Después de la cena, abandonaron la sala Amarilla y se dirigieron a la pequeña sala de proyecciones de la Casa Blanca. Francis Kennedy le había dicho a Dazzy que quería ver toda la información televisada de que se disponía acerca del asesinato de su hija.

En la oscuridad, la voz nerviosa de Eugene Dazzy dijo:

—La información televisada empieza ahora.

La pantalla apareció surcada durante unos segundos por unas rayas negras que parecían extenderse a todo lo largo.

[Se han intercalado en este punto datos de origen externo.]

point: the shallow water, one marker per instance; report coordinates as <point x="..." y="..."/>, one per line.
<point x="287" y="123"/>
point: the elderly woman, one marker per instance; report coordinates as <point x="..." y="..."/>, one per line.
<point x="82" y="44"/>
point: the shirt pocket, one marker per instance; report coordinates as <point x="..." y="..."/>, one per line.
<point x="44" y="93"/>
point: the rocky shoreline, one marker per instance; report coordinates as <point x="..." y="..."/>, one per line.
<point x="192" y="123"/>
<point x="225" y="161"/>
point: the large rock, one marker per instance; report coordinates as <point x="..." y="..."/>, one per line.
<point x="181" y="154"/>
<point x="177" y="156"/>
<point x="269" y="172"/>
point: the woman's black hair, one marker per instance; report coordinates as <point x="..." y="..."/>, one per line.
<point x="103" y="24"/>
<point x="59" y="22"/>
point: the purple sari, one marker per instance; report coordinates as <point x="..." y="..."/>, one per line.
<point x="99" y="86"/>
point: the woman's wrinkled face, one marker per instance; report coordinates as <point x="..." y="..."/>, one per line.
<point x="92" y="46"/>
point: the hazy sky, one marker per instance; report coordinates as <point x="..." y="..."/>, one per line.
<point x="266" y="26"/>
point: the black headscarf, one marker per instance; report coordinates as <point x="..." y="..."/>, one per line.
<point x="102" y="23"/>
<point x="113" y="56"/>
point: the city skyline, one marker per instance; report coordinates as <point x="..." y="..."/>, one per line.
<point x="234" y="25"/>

Luego se iluminó con brillantes colores y las cámaras de televisión mostraron el enorme avión detenido sobre la pista, en medio de las arenas del desierto, como un bicho horroroso. Las cámaras enfocaron la figura de Yabril, que mostraba a Theresa Kennedy en la puerta del avión. Kennedy observó que su hija sonreía ligeramente y luego hizo un saludo con la mano hacia la cámara. Fue un saludo extraño, como tratando de tranquilizar, y, sin embargo, indicativo de su subyugación. Yabril estaba a su lado. Luego se situó ligeramente por detrás. Y entonces se produjo el movimiento del brazo derecho, en cuya mano aún no se veía el arma. Inmediatamente después, el estampido fulminante del disparo, la fantasmagórica nubecilla rosada y el cuerpo de Theresa Kennedy cayendo. Kennedy escuchó el gemido de la multitud, y lo reconoció como de dolor, y no de triunfo. Luego la figura de Yabril apareció en la puerta del avión. Empuñaba el arma, un tubo brillante y aceitoso de metal negro. La sostuvo como un gladiador habría empuñado una espada, pero no hubo vítores. La película terminaba ahí. El propio Eugene Dazzy la había editado con austeridad.

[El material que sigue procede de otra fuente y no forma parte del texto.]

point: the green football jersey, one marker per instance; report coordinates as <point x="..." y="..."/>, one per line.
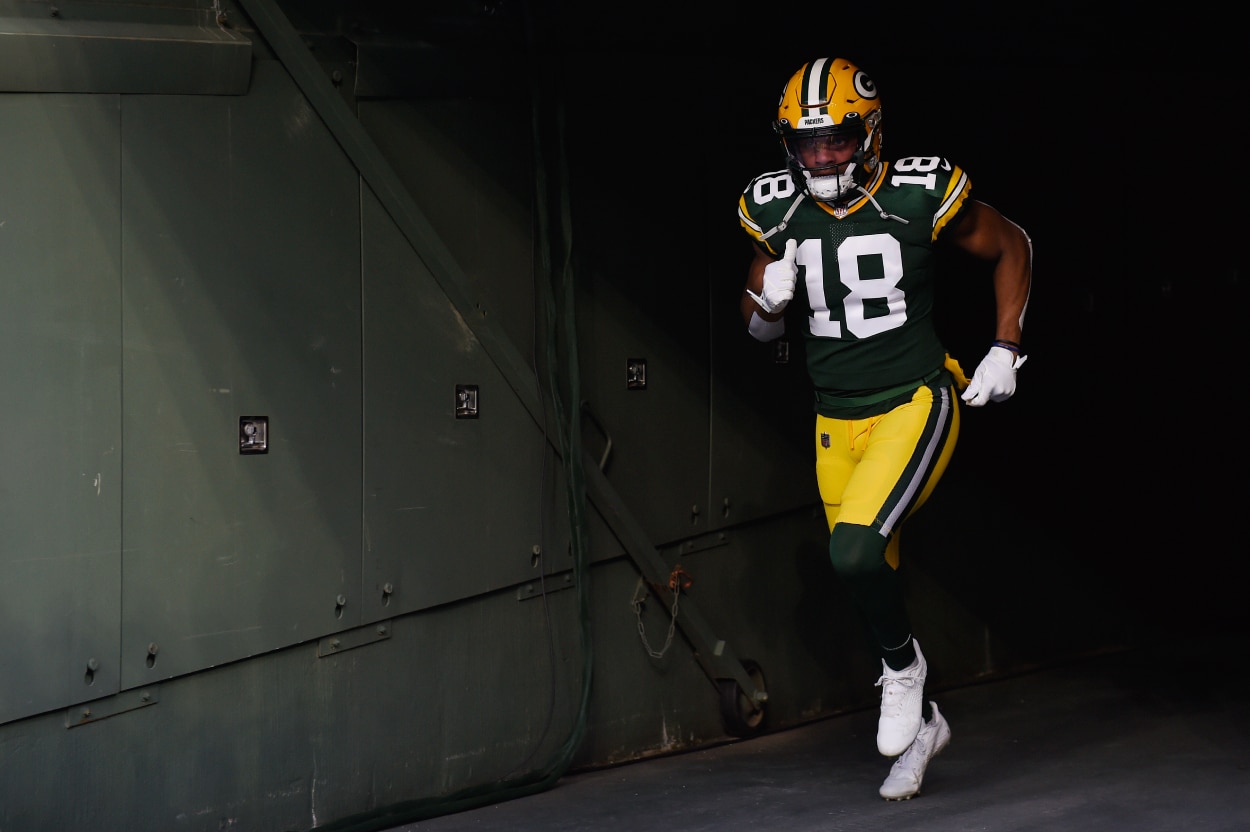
<point x="866" y="271"/>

Se encendieron las luces, pero Francis Kennedy permaneció inmóvil. Le sorprendió percibir un debilitamiento de su cuerpo. Se sintió incapaz de mover las piernas o el torso. Pero su mente estaba clara, no se produjo ninguna conmoción, ningún desorden en su cerebro. No experimentó la impotencia propia de la víctima de una tragedia. Ya no tendría que luchar contra el destino o contra Dios. Sólo tenía que luchar contra sus enemigos en este mundo, y a ésos los conquistaría.

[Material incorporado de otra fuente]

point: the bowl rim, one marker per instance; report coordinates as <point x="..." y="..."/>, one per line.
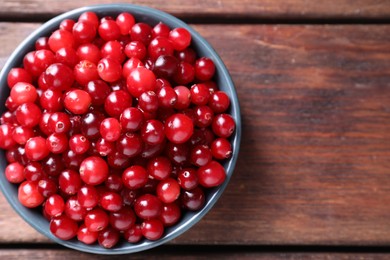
<point x="177" y="230"/>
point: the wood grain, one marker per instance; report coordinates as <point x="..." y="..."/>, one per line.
<point x="315" y="155"/>
<point x="228" y="9"/>
<point x="185" y="255"/>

No permitiría que un hombre mortal lo derrotara. Cuando murió su esposa no pudo contar con ningún recurso contra la mano de Dios o los defectos de la naturaleza. Había inclinado todo su ser, aceptándolo. Pero esta muerte de su hija, cometida por un malvado, eso sí que recibiría su castigo y reparación. Eso entraba dentro de su mundo material. Esta vez no inclinaría la cabeza. ¡Ay de aquel mundo! ¡Ay de sus enemigos, de los malvados de este mundo!

Cuando fue finalmente capaz de levantar su cuerpo del sillón, sonrió tranquilizadoramente a los hombres que le rodeaban. Había logrado su propósito. Había hecho que sus amigos más íntimos y poderosos sufrieran con él. Ahora ya no se opondrían tan fácilmente a las acciones que debía llevar a cabo.

Christian pensó en aquel otro día, a principios de diciembre, de hacía tres años, en el que Francis Kennedy, presidente electo de Estados Unidos, que juraría su cargo en el siguiente mes de enero, lo había esperado a las afueras del monasterio, en Vermont. Pues aquél era el secreto al que tan a menudo se referían los periódicos y sus oponentes políticos: la desaparición de Kennedy durante una semana. Hubo especulaciones, según las cuales había estado bajo tratamiento psiquiátrico, se había desmoronado o había tenido una relación íntima secreta. Pero sólo dos personas conocían la verdad: el abad del monasterio y Christian Klee.

Fue una semana después de las elecciones cuando Christian condujo a Francis Kennedy al monasterio católico situado en las afueras de White River Junction, en Vermont. Salió a recibirles el abad, que era el único que conocía la identidad de Kennedy.Los monjes residentes vivían apartados del mundo, separados de todos los medios de comunicación, e incluso de la ciudad. Estos monjes sólo se comunicaban con Dios y con la tierra en la que cultivaban sus alimentos. Todos ellos habían hecho voto de silencio y no hablaban a no ser para rezar o para lanzar gritos de dolor cuando se ponían enfermos o se herían en algún accidente doméstico.